The trailhead kiosk survived the fire. We passed it as we set off on our hike. We hiked the loop clockwise, hiking first on the Atwood Road to the spur where the BPA powerline maintenance road crosses Catherine Creek.
An oak tree has fallen across the "trail gnome"-built footbridge, but we didn't need it since Catherine Creek was dry and we could walk across at the vehicle ford.
We approached the Catherine Creek Arch, where a new buck-and-rail fence replaced the fence that burned and a new interpretive sign explains the arch is sacred to the Yakama Nation and is closed to the public.
The old corral and remnants of ranch structures burned in the fire and nothing is left.
We birded and botanized as we hiked, so our pace was slow. We saw about a half dozen acorn woodpeckers and a large convention of Stellar's jays convening in a tree next to Catherine Creek. Many juncos, kinglets, chickadees and brown creepers flitted among the oak trees.
A prairie falcon flew low overhead while we were eating lunch.
We looked for signs of returning wildflowers; we saw grass widow stems only about an inch out of the ground, small lupine starts, and bitterroot, micranthes species, and western buttercup leaves.

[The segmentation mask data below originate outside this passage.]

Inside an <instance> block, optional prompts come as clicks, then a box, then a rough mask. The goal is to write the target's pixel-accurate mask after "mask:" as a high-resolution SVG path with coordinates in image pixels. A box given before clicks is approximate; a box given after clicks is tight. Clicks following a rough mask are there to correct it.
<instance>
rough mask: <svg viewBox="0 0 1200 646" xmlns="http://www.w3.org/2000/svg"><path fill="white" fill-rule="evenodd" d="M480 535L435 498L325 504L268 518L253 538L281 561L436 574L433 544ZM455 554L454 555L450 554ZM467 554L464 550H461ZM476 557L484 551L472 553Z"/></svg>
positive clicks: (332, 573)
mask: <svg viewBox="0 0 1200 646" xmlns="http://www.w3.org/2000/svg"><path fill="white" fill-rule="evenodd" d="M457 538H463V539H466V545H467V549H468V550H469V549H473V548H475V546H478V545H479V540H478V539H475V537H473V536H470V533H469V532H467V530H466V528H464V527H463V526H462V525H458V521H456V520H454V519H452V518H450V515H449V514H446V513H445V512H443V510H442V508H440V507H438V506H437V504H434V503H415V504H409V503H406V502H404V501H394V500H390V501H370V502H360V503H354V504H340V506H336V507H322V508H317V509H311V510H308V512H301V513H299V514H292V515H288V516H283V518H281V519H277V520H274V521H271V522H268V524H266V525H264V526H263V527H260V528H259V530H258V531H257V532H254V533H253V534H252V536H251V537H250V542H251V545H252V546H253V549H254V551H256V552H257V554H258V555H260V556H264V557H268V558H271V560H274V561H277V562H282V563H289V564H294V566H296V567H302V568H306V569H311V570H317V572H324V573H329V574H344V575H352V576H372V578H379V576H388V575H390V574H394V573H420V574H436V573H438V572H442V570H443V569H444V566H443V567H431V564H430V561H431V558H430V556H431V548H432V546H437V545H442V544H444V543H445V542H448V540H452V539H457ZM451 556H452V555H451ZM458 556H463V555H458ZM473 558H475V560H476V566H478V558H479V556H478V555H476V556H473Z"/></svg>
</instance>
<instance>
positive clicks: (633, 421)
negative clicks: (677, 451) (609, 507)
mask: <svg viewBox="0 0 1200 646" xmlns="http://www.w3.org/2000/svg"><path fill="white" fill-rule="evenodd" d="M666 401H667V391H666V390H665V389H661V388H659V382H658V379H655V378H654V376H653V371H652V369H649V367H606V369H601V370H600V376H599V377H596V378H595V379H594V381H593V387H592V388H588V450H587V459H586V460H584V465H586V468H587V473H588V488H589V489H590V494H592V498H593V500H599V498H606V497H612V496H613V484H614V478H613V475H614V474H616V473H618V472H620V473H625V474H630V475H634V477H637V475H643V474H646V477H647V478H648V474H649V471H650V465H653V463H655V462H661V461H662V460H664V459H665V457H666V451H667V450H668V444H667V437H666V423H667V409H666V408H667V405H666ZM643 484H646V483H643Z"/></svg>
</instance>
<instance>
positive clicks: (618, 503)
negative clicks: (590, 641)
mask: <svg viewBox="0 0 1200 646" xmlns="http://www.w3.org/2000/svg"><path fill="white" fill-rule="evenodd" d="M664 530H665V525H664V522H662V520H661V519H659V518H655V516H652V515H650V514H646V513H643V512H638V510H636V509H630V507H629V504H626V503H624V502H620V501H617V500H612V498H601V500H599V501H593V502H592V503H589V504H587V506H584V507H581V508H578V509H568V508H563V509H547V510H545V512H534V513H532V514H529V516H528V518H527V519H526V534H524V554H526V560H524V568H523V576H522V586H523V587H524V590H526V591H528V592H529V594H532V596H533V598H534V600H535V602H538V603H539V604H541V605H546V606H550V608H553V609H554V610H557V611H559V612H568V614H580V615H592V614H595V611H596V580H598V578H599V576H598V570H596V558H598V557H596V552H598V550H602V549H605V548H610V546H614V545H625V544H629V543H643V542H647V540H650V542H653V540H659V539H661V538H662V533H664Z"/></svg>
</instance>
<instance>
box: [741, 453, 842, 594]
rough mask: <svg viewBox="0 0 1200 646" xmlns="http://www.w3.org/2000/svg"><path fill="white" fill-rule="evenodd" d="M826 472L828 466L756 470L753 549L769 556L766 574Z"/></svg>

Along the eastern part of the loop trail, several pine trees killed by the fire have fallen across the trail. We were able to go around them.
The WTA-built log bridge across Catherine Creek survived the fire, with only a scorch mark on the underside of the log to show that the Burdoin Fire had passed through here.
We completed the loop and returned to our cars.
NOTE: a portapotty is available at the trailhead.